We cannot  wait to showcase at Our Gallery @ILAB-Design :

An iconic photographer from Burkina Faso:

  -SANLÉ SORY-
The New York Times:
Extract from the New York Times
A WITNESS TO YOUTH CULTURE IN BURKINA FASO
By Fayemi Shakur Jan. 9, 2017
Florent Mazzoleni had been researching popular West African music and the history of artists from Burkina Faso when he grew entranced by the album covers shot by Sory Sanlé. Though the country was poor, its cultural scene was vibrant, especially as seen by Mr. Sanlé, a 74-year-old local photographer. Intrigued, Mr. Mazzoleni set out to find him.
“When I met Sory outside his studio, he was burning some negatives from his archives because he said people didn’t care about the old stuff,” said Mr. Mazzoleni, a French author and record producer. “I spent all night looking at his photos and negatives with a flashlight. He has tens of thousands of photos from the ’60s, ’70s and ’80s. He gave me a box of negatives that I could print. That’s how our relationship began.”

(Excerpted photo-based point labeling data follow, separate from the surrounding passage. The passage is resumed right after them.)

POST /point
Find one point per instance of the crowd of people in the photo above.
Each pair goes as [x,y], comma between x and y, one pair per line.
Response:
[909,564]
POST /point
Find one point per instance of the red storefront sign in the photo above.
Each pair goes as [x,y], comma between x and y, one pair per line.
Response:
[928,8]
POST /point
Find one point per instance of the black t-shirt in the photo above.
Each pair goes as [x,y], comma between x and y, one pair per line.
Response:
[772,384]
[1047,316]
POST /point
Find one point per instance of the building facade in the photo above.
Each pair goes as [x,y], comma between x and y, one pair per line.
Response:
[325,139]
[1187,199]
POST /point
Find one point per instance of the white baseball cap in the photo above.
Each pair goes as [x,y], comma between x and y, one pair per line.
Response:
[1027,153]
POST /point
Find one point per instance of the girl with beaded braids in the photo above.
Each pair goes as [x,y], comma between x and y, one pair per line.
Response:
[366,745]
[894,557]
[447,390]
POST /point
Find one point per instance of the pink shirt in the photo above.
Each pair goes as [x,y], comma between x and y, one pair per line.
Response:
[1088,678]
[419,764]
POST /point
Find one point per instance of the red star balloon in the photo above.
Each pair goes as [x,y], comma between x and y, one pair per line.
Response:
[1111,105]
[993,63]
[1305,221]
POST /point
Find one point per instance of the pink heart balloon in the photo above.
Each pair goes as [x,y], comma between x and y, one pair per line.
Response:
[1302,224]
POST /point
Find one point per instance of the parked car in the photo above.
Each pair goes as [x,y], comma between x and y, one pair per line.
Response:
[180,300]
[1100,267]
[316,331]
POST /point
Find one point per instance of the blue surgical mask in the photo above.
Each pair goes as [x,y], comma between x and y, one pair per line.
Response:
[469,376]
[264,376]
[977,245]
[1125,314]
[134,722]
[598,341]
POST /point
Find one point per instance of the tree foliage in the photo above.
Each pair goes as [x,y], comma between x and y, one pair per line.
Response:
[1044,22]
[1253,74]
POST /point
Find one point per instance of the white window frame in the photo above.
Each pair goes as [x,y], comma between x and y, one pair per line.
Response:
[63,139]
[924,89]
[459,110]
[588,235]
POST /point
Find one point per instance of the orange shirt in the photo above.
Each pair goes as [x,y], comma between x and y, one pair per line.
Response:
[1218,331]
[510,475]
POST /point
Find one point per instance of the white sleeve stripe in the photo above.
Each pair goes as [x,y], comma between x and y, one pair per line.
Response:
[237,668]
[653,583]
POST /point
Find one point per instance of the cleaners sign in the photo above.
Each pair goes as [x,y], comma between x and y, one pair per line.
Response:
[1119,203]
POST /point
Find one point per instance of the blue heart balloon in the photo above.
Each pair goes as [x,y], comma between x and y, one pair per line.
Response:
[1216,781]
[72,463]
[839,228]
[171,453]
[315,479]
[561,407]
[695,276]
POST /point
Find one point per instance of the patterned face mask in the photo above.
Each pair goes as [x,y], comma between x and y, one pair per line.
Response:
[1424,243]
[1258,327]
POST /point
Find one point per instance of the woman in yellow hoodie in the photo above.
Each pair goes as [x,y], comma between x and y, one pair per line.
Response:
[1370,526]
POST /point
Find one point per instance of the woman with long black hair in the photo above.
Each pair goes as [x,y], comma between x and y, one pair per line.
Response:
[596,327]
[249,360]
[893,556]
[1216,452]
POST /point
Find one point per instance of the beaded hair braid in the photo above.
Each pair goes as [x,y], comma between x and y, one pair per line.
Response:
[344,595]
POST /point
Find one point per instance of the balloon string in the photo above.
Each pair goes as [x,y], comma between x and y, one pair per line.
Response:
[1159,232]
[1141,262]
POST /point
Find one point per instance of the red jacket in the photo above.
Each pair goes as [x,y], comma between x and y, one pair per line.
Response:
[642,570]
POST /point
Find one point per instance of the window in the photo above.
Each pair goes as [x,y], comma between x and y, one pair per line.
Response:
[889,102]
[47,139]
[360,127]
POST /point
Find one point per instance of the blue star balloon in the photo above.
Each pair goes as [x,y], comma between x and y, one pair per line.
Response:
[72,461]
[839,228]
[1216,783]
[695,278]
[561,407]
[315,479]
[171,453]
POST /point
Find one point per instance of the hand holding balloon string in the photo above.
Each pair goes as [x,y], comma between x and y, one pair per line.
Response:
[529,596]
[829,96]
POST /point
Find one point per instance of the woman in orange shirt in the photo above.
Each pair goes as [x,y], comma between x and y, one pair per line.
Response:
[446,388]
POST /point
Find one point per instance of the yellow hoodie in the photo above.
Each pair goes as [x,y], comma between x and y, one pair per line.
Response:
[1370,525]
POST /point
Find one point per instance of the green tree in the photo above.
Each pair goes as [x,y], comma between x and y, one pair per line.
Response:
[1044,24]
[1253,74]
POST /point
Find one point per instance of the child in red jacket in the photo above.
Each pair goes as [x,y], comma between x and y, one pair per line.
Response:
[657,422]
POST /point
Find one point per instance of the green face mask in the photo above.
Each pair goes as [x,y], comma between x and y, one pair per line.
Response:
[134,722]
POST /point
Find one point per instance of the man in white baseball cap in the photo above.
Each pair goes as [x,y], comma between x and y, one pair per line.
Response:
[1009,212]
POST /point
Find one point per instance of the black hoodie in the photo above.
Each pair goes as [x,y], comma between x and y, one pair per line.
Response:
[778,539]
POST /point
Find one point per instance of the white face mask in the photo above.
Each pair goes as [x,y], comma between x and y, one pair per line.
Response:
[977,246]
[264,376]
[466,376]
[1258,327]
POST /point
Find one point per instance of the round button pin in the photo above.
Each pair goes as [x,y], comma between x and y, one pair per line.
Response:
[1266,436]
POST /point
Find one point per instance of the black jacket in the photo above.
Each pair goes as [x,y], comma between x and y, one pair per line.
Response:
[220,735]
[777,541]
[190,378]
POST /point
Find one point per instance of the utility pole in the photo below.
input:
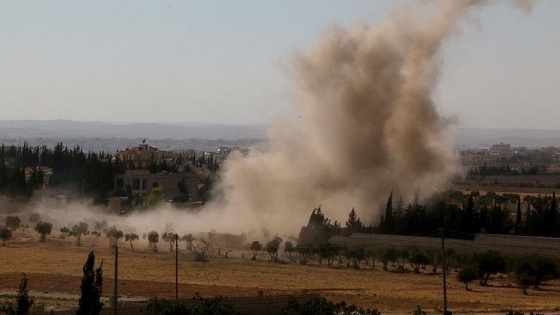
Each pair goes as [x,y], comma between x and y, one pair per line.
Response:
[176,266]
[115,297]
[443,260]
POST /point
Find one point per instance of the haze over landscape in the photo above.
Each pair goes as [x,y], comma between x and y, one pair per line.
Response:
[365,130]
[211,62]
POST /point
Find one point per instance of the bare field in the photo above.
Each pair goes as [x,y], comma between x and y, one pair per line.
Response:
[54,270]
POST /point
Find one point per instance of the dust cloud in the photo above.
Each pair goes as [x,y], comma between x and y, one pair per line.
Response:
[368,125]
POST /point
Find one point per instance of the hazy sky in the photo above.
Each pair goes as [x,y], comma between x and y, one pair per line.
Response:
[230,61]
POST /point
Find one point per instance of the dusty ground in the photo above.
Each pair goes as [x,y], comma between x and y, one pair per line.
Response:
[54,270]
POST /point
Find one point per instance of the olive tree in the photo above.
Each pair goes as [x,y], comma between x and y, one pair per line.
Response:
[43,228]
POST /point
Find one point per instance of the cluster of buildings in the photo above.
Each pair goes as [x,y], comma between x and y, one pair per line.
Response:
[189,169]
[546,159]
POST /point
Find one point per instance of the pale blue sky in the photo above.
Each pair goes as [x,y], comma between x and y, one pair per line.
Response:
[229,61]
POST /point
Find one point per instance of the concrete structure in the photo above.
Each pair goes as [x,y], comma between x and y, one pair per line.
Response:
[142,182]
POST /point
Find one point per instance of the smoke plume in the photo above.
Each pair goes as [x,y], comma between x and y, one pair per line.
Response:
[368,124]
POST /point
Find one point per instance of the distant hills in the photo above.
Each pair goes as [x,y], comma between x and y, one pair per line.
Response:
[109,136]
[477,138]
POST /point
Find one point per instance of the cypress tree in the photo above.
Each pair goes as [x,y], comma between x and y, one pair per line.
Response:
[91,287]
[518,217]
[388,224]
[23,303]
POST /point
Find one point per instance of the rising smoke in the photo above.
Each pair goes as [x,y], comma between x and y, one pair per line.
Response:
[368,124]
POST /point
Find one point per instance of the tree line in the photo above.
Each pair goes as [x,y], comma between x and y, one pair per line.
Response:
[82,174]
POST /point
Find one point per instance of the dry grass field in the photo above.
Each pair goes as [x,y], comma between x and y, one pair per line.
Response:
[54,270]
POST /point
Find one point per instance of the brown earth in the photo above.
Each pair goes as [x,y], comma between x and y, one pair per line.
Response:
[54,270]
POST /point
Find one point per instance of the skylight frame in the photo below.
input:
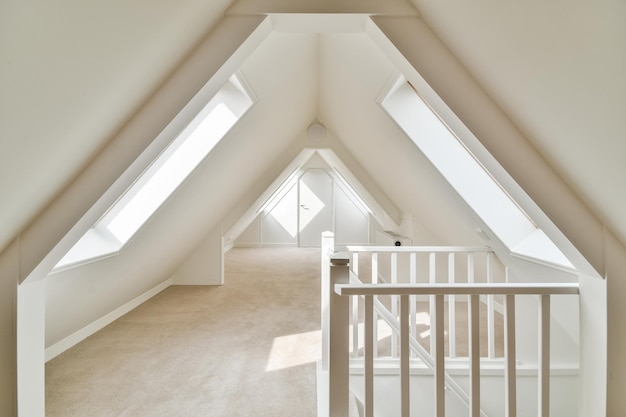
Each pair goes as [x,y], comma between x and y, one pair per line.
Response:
[102,240]
[515,229]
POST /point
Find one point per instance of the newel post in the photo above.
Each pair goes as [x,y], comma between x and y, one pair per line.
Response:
[338,360]
[328,250]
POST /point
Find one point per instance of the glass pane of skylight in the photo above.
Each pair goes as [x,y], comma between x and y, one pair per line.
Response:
[468,177]
[162,178]
[457,165]
[171,174]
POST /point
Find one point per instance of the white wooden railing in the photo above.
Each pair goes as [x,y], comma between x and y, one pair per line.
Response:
[339,288]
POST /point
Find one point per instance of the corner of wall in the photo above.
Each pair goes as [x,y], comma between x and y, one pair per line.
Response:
[203,266]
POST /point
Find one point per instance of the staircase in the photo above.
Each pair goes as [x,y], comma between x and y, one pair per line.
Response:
[397,341]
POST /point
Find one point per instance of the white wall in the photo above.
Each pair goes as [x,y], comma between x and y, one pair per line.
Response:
[30,348]
[204,265]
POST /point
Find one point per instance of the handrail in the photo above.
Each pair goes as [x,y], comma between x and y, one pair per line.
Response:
[421,249]
[457,289]
[423,355]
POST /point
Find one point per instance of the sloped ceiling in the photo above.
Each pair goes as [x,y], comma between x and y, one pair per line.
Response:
[72,75]
[557,69]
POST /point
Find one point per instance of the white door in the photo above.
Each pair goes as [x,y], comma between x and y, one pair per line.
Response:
[315,206]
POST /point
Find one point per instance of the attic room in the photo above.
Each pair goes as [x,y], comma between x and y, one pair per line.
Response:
[333,70]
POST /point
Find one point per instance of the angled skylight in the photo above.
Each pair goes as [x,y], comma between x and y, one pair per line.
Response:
[468,177]
[124,219]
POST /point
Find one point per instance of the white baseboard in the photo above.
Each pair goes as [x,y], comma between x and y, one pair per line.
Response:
[80,335]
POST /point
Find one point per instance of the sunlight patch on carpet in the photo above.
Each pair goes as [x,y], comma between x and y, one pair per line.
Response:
[295,350]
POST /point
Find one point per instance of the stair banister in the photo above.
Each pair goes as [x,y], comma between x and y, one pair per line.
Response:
[510,291]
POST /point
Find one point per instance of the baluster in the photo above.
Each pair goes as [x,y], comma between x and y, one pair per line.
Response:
[413,298]
[432,278]
[369,356]
[440,381]
[375,281]
[470,280]
[451,309]
[491,330]
[394,302]
[544,356]
[510,377]
[404,356]
[474,354]
[354,306]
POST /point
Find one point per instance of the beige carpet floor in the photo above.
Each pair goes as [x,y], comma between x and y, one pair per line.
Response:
[247,348]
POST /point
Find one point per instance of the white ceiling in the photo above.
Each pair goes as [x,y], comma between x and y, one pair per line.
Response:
[71,76]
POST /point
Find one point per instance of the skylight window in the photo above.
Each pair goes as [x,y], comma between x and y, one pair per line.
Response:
[124,219]
[468,177]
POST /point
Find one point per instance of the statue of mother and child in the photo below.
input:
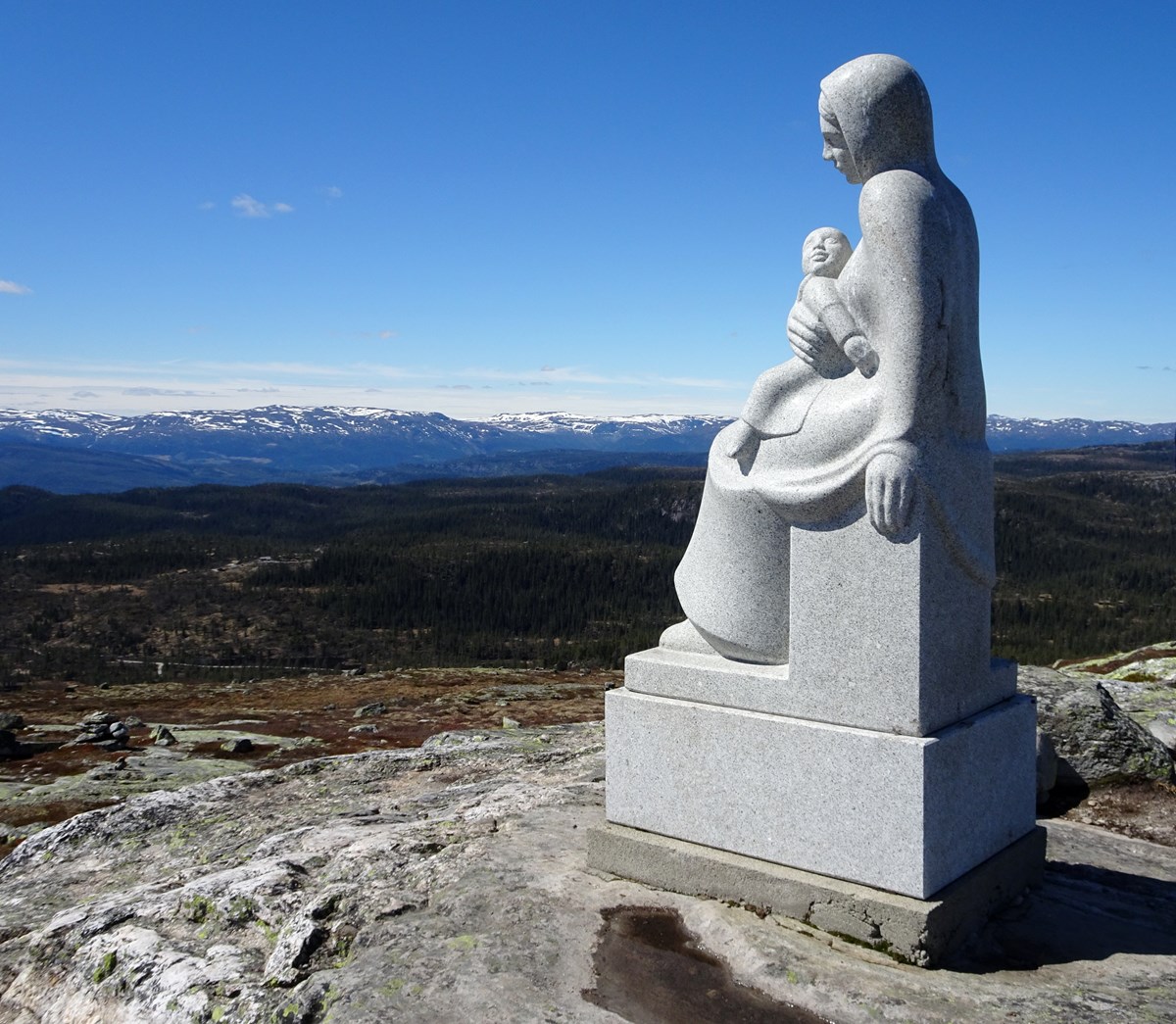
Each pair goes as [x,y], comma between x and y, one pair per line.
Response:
[881,412]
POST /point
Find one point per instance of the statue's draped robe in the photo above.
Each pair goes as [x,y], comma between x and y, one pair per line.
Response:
[912,286]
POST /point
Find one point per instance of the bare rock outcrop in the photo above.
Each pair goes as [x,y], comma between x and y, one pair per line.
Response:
[1095,742]
[448,883]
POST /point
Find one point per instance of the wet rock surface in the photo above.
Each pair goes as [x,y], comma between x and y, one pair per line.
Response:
[448,882]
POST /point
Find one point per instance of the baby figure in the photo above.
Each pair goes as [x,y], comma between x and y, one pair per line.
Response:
[823,257]
[767,414]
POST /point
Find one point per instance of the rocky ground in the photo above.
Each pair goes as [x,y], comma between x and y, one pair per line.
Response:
[58,765]
[448,881]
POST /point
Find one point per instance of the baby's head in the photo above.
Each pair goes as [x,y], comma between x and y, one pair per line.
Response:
[824,252]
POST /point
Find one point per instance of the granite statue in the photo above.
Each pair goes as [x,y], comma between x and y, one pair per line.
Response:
[882,406]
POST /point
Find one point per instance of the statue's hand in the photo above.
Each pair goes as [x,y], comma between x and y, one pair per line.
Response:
[812,343]
[740,442]
[889,493]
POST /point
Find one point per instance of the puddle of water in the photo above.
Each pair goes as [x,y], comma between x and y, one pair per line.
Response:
[651,970]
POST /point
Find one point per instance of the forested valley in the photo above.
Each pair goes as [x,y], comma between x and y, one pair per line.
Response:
[557,571]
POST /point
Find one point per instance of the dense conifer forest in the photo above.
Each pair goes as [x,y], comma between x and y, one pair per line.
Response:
[538,570]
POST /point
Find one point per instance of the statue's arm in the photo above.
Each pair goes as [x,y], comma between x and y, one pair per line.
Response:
[900,229]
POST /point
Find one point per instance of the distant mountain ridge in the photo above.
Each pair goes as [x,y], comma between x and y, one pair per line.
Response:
[74,452]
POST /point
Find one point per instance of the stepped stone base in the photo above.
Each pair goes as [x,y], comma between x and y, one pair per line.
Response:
[921,931]
[906,813]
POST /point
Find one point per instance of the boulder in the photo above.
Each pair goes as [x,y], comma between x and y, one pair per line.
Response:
[1095,741]
[1164,730]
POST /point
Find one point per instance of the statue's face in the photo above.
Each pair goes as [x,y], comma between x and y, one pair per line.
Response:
[824,253]
[836,151]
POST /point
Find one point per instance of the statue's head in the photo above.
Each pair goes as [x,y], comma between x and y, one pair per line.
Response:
[875,117]
[824,253]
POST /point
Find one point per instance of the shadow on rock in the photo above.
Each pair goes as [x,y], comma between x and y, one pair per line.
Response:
[1080,912]
[651,970]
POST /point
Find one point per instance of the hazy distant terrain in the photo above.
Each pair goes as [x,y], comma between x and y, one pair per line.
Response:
[529,570]
[76,453]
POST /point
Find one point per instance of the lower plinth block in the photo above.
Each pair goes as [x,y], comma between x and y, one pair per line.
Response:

Since that meeting, Mr. Mazzoleni has spent much time with Mr. Sanlé, helping the photographer preserve his work. He created a website for him and hopes to gain more exposure for Mr. Sanlé’s contributions to the photographic canon. After his first exhibition curated by Mr. Mazzoleni in 2013 at the Institut Français du Burkina Faso, both in Ouagadougou and Bobo-Dioulasso, Mr. Sanlé was interviewed on national television and became a local hero.
Though Mr. Sanlé’s work documenting the cultural scene is reminiscent of that by Malick Sidibé and Seydou Keita — revered African photographers — he had been working more or less on his own. He never set out to become famous: In his hometown of Bobo-Dioulasso, one of the largest cities and cultural capital of Burkina Faso, he was seen as a craftsman. In some ways, his experiences show that although photography studios became popular in the 1960s in most major African cities, there is much still left to discover.“Mr. Sanlé’s work documenting the cultural scene is reminiscent of 
that by Malick Sidibé and Seydou Keita..and now it is his turn to be  lionized.”